Por último, tal y como ha recomendado la reciente actualización de la Ponencia de Alertas de Salud Pública, podría optarse por que a este personal se le realicen pruebas (RT-PCR, antígenos o, incluso, test de autodiagnóstico) con asiduidad. Ello, en términos de infectividad, podría aportar igual o mayor fiabilidad que la mera exhibición de un documento que demuestre haberse vacunado. El mismo razonamiento podría emplearse para exigir, además de la vacuna, un test reciente no solo a los sanitarios, sino a cualquier persona que acceda a espacios de alto riesgo como hospitales o residencias.
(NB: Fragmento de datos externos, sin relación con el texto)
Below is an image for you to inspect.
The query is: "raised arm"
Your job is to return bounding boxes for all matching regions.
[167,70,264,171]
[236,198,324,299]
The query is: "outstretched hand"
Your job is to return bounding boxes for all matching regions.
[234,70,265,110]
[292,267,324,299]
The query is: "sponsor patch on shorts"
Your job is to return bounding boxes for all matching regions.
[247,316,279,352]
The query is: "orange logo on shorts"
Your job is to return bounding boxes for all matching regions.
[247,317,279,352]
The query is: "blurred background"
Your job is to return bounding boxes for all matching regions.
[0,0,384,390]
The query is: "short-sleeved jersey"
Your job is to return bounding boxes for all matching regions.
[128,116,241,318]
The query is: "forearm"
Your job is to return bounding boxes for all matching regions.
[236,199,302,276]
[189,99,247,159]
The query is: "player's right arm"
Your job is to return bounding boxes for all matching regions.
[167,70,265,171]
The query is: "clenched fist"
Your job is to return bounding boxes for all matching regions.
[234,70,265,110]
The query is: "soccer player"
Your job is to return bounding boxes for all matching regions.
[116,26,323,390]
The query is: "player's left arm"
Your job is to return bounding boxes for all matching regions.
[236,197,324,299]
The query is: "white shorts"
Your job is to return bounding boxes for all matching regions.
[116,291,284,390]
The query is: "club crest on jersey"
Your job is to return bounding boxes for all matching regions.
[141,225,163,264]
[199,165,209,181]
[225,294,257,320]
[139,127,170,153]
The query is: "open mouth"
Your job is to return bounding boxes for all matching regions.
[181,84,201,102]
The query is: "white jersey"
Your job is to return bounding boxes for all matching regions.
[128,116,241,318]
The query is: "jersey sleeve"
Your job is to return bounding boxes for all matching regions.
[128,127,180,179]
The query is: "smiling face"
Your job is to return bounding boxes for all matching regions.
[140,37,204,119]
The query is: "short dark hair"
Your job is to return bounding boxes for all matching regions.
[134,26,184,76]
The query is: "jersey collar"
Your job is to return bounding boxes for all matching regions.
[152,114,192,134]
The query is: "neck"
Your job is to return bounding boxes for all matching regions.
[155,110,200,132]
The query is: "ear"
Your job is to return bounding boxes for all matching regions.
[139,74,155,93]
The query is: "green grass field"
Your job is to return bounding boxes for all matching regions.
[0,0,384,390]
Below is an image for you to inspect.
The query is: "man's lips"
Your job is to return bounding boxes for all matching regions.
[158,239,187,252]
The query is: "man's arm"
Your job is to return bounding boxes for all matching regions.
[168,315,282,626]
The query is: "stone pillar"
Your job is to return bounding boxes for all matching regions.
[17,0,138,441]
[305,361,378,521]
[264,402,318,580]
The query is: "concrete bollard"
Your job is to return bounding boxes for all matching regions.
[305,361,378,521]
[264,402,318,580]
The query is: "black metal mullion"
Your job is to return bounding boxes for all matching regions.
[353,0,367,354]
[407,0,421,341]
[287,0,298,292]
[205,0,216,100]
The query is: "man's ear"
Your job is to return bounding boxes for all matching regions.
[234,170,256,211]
Tiene una desventaja: que esta doble garantía de seguridad, aunque sanitariamente ideal, podría llegar a comprometer el incentivo a la vacunación. Se trata, en suma, de una política de salud pública con múltiples aristas que deberían examinarse cuidadosamente y que hace aconsejable la introducción de matices equilibrados en el debate de la vacunación.